I am trying to understand the subsection on Noether's Theorem in the second chapter of Peskin's as Schroeder's book. I am trying to understand the simplest example they give as follows (I am going to try to be as detailed as possible in order to "debug" my thoughts easily):
Consider the Lagrangian $\mathcal{L}(\phi,\partial_\mu\phi)=\frac{1}{2} (\partial_\mu\phi)^2$ and the transformation $T$ given by $T(\phi)=\phi'$ where $\phi'(x)=\phi(x)+\alpha$ with $\alpha\in\mathbb{R}$.
Notice that $$ \mathcal{L}'(\phi,\partial_\mu\phi):=\mathcal{L}(\phi',\partial_\mu\phi')= \frac{1}{2} (\partial_\mu\phi')^2=\frac{1}{2} (\partial_\mu(\phi+\alpha))^2=\frac{1}{2} (\partial_\mu\phi)^2 $$
So $\mathcal{L}'=\mathcal{L}+\alpha\partial_\mu \mathcal{J}^\mu$ with $\partial_\mu \mathcal{J}^\mu=0$. Notice that any "divergenceless" $4$-vector field $\mathcal{J}$ will do.

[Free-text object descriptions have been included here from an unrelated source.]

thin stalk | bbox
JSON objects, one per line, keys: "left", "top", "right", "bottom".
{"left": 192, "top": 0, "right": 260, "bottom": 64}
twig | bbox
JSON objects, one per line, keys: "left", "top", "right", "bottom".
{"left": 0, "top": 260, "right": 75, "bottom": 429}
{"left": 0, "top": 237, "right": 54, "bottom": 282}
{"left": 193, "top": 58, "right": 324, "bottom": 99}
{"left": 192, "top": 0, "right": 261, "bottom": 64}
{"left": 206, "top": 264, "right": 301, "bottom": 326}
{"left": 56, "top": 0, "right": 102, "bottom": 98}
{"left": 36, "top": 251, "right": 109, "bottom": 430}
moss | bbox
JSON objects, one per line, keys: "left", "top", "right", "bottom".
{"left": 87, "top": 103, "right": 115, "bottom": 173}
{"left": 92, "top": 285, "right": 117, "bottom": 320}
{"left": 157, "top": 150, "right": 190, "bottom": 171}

Using Noether's Theorem directly as stated in Peskin's and Schroeder's book, we see that $$ \partial_\mu j^\mu=0 \,\,\,\,\text{ where }\,\,\,\, j^\mu=\partial_\mu \phi\Delta\phi-\mathcal{J}^\mu $$ because $\frac{\partial \mathcal{L}}{\partial(\partial_\mu\phi)}=\partial_\mu \phi$
Now, the conclusion of the authors is that $j^\mu=\partial_\mu\phi$, but I do not see why: it seems to me that any $\mathcal{J}$ will do, the job, and even if one chooses $\mathcal{J}=0$, one gets $j^\mu=\partial_\mu\phi\Delta\phi$.
The definition given in the Peskin's and Schroeder's book for a general continuous transformation on the field $\phi$ is: $$ T(\phi)=\phi′\:\:\:\:\:\: where \:\:\:\:\:\:\phi′(x)=\phi(x)+\alphaΔ\phi(x)$$
In this example, as you said, the transformation is $$ϕ′(x)=ϕ(x)+α$$ so the term $Δϕ(x)=1$.